Fear of failure. Fear of judgment.
And fear of being imperfect.
I’ve been thinking a lot about this lately.
One of the biggest reasons I fail to start a project is because I haven’t figured out the perfect way to do it.
I mean, it took me months to reorganize my kitchen pantry because I couldn’t figure out the perfect system.
To reorganize a wooden box that contained cans and cardboard boxes.
The first time you do anything, you aren’t going to do it perfectly.
The first time you attempt to walk you don’t do it perfectly.
The first time you cook a turkey you very likely won’t do it perfectly.
The first time you make a painting or reupholster a chair or install a light switch or run a 5K or teach a class or coach a team, you aren’t going to do it perfectly.
You never really do anything perfectly. Even after a dozens or hundreds of attempts.
If you are a parent you know this.
You need like five or ten kids before you get the hang of what you are doing.
That’s why I imagine being a grandparent is so much fun. Cause you know what you are doing by then. (Plus you know you get to give the kids back at some point).
So where does this come from? Especially in women?
Where does this feeling of the need to do things perfectly originate?
Well, yesterday I got my answer to that.
Or at least part of the answer.
I’m one of those all-white-Christmas-lights kind of person. Inside and outside.
We have a bunch of white lights I put up outside every year.
But the kids really wanted some colored lights outside.
So I told them I would get some. And I put them on some of the bushes in front of the house yesterday.

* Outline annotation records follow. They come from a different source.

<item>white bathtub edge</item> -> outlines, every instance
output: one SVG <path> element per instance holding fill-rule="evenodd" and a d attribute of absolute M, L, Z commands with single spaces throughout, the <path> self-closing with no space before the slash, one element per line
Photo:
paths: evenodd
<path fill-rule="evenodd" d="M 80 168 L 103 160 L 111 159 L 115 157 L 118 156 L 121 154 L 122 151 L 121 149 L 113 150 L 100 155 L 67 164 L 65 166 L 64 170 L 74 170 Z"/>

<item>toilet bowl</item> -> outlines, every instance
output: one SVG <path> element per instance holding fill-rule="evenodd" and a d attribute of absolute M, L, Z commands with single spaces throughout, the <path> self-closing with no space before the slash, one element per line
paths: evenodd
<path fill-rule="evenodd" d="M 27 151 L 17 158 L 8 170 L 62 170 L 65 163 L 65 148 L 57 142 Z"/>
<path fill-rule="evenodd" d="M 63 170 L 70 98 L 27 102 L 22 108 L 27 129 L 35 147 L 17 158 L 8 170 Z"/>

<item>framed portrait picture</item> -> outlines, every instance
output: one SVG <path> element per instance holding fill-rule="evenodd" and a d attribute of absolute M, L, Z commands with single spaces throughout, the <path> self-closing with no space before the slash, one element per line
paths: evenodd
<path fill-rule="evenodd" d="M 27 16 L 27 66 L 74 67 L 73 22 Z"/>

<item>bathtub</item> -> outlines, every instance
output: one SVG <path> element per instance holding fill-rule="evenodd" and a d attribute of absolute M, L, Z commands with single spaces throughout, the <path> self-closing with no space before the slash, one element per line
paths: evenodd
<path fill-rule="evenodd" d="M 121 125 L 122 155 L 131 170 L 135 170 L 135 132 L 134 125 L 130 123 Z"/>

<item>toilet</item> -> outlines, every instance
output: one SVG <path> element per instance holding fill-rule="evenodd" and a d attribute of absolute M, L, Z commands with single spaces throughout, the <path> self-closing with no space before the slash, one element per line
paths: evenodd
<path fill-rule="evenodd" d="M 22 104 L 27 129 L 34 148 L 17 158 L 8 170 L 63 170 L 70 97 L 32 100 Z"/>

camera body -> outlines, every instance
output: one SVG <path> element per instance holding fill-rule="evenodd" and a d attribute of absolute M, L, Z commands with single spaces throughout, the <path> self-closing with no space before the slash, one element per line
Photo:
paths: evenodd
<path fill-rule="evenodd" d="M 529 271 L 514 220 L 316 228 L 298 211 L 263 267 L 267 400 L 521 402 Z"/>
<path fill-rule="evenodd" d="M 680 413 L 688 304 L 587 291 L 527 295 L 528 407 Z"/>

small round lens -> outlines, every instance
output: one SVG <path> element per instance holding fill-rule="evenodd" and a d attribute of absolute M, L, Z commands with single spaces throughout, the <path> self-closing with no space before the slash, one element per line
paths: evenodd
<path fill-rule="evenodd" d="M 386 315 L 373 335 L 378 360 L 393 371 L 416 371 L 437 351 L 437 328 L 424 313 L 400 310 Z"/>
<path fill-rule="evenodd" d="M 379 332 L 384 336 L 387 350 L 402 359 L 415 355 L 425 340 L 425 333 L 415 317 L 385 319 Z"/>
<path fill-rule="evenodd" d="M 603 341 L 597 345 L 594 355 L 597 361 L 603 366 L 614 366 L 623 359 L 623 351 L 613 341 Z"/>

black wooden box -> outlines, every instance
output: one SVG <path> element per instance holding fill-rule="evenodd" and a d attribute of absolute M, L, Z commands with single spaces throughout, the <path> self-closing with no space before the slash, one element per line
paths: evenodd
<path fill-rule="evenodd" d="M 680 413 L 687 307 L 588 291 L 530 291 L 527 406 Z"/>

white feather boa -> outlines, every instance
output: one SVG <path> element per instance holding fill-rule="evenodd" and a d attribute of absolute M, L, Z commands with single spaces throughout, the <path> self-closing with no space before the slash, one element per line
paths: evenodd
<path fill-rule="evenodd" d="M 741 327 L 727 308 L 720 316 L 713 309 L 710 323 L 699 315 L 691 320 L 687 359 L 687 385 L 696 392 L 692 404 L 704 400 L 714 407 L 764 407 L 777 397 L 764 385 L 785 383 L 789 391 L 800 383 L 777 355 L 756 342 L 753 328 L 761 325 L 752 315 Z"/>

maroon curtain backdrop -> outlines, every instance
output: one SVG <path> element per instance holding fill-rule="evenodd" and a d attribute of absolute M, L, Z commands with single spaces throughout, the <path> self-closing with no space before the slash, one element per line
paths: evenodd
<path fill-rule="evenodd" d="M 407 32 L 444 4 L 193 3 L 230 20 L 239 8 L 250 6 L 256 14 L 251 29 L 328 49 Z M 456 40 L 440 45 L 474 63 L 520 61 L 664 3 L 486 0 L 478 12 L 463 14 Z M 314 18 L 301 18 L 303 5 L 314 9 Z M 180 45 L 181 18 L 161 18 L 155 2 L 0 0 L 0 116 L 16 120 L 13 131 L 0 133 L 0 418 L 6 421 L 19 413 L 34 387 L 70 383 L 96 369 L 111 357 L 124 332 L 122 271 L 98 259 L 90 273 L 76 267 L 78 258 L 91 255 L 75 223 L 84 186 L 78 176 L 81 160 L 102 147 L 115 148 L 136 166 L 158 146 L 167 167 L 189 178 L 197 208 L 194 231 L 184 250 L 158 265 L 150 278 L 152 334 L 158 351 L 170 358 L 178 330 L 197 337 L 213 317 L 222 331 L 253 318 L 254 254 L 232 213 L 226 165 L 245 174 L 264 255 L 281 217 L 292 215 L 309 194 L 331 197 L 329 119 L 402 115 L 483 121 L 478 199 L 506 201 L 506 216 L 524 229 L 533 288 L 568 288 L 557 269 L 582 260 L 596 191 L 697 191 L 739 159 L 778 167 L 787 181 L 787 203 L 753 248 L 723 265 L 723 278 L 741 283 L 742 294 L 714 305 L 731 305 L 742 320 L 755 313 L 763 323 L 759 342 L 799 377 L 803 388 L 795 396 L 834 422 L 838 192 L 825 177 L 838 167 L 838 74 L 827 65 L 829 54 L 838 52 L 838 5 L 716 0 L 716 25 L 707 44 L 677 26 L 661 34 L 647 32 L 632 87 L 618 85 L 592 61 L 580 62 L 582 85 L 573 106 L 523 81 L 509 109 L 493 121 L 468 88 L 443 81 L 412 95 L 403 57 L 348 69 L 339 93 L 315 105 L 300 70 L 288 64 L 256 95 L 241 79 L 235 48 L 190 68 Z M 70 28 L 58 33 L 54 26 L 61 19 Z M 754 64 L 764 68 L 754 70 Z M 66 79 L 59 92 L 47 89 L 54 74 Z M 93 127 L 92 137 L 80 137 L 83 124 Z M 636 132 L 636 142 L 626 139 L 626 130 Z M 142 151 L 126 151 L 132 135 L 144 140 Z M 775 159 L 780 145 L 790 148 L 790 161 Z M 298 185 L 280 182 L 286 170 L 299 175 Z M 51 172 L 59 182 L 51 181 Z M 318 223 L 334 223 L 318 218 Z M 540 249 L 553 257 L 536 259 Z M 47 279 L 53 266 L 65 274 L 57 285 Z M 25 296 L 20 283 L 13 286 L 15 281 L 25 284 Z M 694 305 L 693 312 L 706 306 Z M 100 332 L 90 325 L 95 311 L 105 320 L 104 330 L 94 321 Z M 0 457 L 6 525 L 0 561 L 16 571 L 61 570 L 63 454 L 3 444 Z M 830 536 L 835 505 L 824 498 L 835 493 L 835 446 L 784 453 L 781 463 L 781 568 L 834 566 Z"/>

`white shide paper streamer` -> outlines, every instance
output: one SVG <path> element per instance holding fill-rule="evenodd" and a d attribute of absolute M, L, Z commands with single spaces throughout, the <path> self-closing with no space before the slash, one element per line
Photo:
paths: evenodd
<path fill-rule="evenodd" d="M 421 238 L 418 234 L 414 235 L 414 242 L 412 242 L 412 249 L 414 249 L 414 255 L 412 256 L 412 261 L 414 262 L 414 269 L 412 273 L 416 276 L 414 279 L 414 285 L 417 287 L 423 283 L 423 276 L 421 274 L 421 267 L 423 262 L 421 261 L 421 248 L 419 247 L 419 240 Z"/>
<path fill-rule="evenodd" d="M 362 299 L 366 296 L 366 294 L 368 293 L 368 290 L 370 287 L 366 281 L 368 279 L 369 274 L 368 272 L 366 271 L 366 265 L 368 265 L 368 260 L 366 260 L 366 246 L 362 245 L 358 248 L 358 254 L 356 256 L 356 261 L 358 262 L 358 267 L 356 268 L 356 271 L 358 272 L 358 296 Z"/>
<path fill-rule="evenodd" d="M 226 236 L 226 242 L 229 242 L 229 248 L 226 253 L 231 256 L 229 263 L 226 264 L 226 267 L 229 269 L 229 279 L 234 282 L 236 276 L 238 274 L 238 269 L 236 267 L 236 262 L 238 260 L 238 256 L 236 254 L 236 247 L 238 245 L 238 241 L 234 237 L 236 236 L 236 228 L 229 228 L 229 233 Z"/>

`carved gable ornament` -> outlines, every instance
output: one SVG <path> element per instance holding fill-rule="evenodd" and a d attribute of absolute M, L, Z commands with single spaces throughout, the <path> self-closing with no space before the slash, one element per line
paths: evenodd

We had one string left over and the kids really wanted to put it somewhere, but we couldn’t find a place where just one string of lights would be enough.
And then Number 5 and Number 7 who were helping me said, “Mommy! What about the mailbox???”
So we found an extension cord long enough to reach the mailbox and then the girls went to decorating it.
I watched them.
They were super cute and super proud as they wrapped the lights around the post and the box.
And you know what I did?
I came over and corrected the way they were doing it.
“Hold on,” I said. “Let me help you. If you -“
“MOM!” Number 5 said, clearly irritated by my intrusion.
“WHY CAN’T WE JUST DO IT OURSELVES? WHY DOES IT HAVE TO BE PERFECT???”
She was right.
Why did I have to butt in?
I thought about that all day today.
I had to butt in because people would drive by our house and see and imperfectly wrapped and decorated mailbox.
And they would think, “That mailbox looks like shit.”
I was projecting the judgment of other people onto our stupid mailbox.
A mailbox that people would see driving by at 40 miles an hour and not really have the time to see in detail.
And even if they did see it in detail and think to themselves, That person did a shitty job decorating that mailbox, who gives a flying f*ck what they think?
In reality, I bet anyone who notices the stupid mailbox thinks, Huh! What a cute mailbox!
So I caught myself.
I caught myself sending the message to my daughters that if it’s not done perfectly then it’s not enough.
So I left them alone and I let them finish.
They plugged in the lights, stood back, and admired their work.
“MOMMY!” They said excitedly.
“Come and look!!!!”
“You guys did a great job doing that all by yourself!” I told them.
They were really proud of themselves.
It was another lesson in proactivity and independence for them.
I walked inside with them, as they kept looking back to check out their handiwork.
And as I reflected on this today, I was reminded of the messages I’m sending to my girls and how those messages will last a lifetime, well into their adulthood.
If I’m going to be totally honest, this morning, when I knew they weren’t looking, I also went back and adjusted those damn lights.
I just couldn’t stop myself.
I HAD TO FIX THEM.
I know I’m still a work in progress. I know I still have to work on this perfection thing, too.
Yesterday was a big reality check.
I continue to send messages I don’t want to be sending, and half the time I don’t even realize I’m doing it until it’s already been done.
Thank goodness I have a couple ballsy girls who aren’t afraid to tell their mom to back off.
So I guess I’m doing a couple things right.
And the rest?
Well, that will come with time and practice and the acceptance that nobody does things perfectly.
Especially when it comes to this parenting thing.